In collaboration with Rohm and Haas, two methods were chosen to modify the microstructure. Based on Rohm and Haas previous experience with commercial PMMA (not bone cement) or laboratory experiments with bone cement. Two modifiers (as reflected in Specific Aim 1A and 1B) were chosen; 1) irregular and/or cross-linked PMMA particles on the same size scale as the current PMMA beads (Figure 1.5) and 2) liquid rubbers that will modify the interbead matrix.

It is know that cross-linking polymer molecules leads to a significant increase in mechanical strength. To our knowledge, no bone cement has ever incorporated a cross-linked phase. These particles derive from commercial available PMMA and are monolithic, without microstructure. By mixing rubber modifiers within the cement, we get a new phase that absorbs and dissipates the energy for fracture. In contrast to the cross-linked particles, where the particle size is fixed, the liquid rubber first dissolves and disperses into the liquid monomer, and then precipitates (or phase separates) during polymerization of the monomer to form microscopic rubber domains in the interbead matrix. The liquid rubber polymers are low glass transition temperature (Tg), low molecular weight, acrylic based polymers derived from acrylic monomers. We propose that the resulting new microstructures (Figure 1.6) will create toughening mechanisms to increase the fracture and fatigue resistance in PMMA bone cement.
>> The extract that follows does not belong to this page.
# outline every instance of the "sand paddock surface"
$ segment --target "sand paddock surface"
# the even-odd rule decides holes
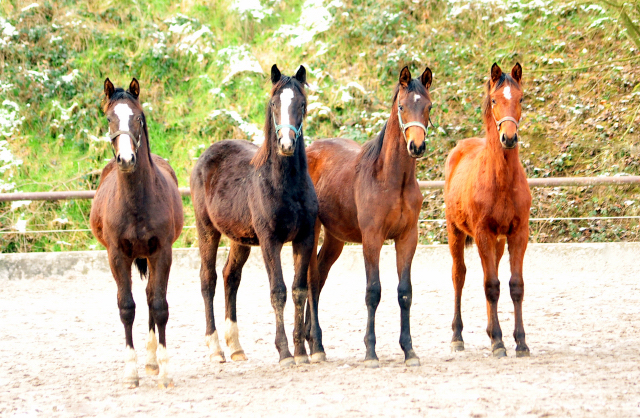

Figure 1.6: (a) Fracture path through PMMA with radiopacifier and (b) an example of the fracture path through one of the proposed new microstructures showing crack arrest by the novel particles.
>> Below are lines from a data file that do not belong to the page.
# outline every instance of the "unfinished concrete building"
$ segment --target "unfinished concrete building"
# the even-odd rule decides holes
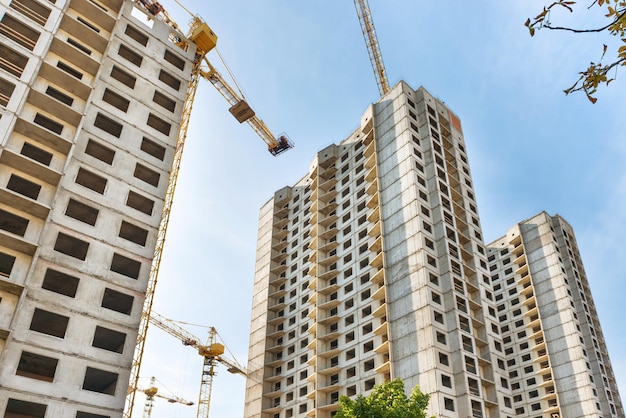
[[[391,378],[513,416],[459,119],[399,83],[261,210],[246,417],[330,417]]]
[[[592,334],[581,322],[591,371],[576,390],[569,376],[551,383],[534,331],[541,304],[547,321],[557,319],[548,318],[553,295],[520,299],[528,331],[511,336],[519,308],[503,304],[503,294],[512,298],[517,285],[529,295],[519,234],[496,245],[516,254],[502,266],[516,284],[504,288],[489,265],[504,259],[488,253],[480,225],[460,120],[423,88],[399,83],[261,209],[245,417],[332,417],[341,395],[367,395],[399,377],[430,395],[428,416],[623,418],[599,326]],[[572,300],[583,321],[582,296]],[[595,312],[589,317],[597,325]],[[557,336],[543,328],[549,345]],[[551,351],[557,380],[562,353]],[[593,399],[590,415],[575,414],[583,392]]]
[[[193,57],[130,1],[0,5],[0,416],[122,415]]]
[[[489,266],[515,416],[623,418],[572,227],[545,212],[520,222]]]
Mechanic failure of the cement mantle is linked to failure of the total joint prosthesis. Ideally, the implant should outlive the patient. Revision THA surgery brings complications due to damaged bone, loss of bone stock, infection and cement removal, these are reasons why surgeons recognize that a revision THA has higher chances of complications than a primary THA. Also, a revision THA can cost almost twice than the previous intervention.

Eliminating or reducing bone cement failure is imperative, longer life of the implant results in increased patient physical condition and prevents costly revision surgeries.